Your therapist may use various techniques, but some common types of individual therapy that Beacon Health Options usually covers include Cognitive Behavioral Therapy (CBT) and Psychodynamic Therapy. You may also be covered for family or group therapy under your Beacon Health Options plan, depending on your specific coverage details.

Before starting therapy, double-check that your therapist accepts your Beacon Health Options insurance plan. You can also contact Beacon Health Options directly to find out more about what therapies your plan covers. To contact Beacon, call the number on your insurance card or use the online client portal.

Like most insurance, Beacon Health Options don’t usually covert to couples counseling, life coaching, career coaching, and therapy sessions outside the therapy office. Contact the company directly if you’re not sure whether your plan covers a particular therapy.

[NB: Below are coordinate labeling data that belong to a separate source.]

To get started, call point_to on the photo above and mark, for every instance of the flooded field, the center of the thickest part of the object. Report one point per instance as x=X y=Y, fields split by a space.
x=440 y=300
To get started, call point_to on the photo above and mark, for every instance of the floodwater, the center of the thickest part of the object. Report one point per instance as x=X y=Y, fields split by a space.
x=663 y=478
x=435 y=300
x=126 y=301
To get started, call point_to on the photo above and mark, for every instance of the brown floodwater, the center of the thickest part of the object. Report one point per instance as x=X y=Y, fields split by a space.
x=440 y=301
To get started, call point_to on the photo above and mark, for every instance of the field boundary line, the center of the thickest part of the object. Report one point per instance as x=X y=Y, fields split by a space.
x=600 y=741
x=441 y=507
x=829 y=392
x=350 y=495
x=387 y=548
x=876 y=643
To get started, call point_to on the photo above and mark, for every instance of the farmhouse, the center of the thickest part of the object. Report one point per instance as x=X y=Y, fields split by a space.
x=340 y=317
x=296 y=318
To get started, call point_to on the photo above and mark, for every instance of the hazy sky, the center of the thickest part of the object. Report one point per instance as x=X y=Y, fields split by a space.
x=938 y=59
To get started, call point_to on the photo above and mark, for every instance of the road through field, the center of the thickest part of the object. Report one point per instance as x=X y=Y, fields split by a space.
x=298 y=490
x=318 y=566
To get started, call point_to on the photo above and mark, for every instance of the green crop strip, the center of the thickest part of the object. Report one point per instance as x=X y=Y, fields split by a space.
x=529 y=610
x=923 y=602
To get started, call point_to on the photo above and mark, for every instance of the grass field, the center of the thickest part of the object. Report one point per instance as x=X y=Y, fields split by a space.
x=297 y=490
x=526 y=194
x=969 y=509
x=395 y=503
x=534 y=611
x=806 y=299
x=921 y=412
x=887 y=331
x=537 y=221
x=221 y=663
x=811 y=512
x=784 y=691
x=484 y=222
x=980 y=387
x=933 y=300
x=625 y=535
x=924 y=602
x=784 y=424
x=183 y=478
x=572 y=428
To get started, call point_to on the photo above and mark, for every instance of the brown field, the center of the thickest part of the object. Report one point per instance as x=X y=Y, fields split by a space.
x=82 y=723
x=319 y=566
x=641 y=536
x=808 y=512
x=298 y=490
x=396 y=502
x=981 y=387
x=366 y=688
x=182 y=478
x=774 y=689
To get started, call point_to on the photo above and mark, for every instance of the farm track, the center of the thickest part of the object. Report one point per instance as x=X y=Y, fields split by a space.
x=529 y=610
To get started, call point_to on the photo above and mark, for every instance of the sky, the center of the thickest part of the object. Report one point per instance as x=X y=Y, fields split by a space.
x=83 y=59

The cost of therapy with Beacon Health Options changes, depending mostly on two key factors, your specific plan’s benefits and whether you’re seeing a therapist who’s in-network with Beacon Health Options. Your deductible is the total amount you need to pay for medical costs each year before your insurance coverage begins. All your medical costs contribute to this, not just therapy costs. If you haven’t met your deductible for the year, your insurance usually will not cover therapy sessions, and you will be responsible for the total cost.

After you meet your deductible, your coinsurance is a set fee you pay at every therapy session. It typically ranges from $15 to $50 per session. Depending on what kind of plan you have, you may need to get a referral from your primary care physician to see a therapist through Beacon Health Options. Here are the requirements, HMO, yes, you’re typically required to see your primary care physician for a referral before your insurance company will provide outpatient therapy coverage, POS, yes, you’re typically required to see your primary care physician for a referral to therapy before your insurance company will provide outpatient coverage, PPO, no, you typically don’t need to see your primary care physician for a referral before accessing outpatient mental health services, EPO, no, you typically don’t need to see your primary care physician for a referral before accessing outpatient mental health services.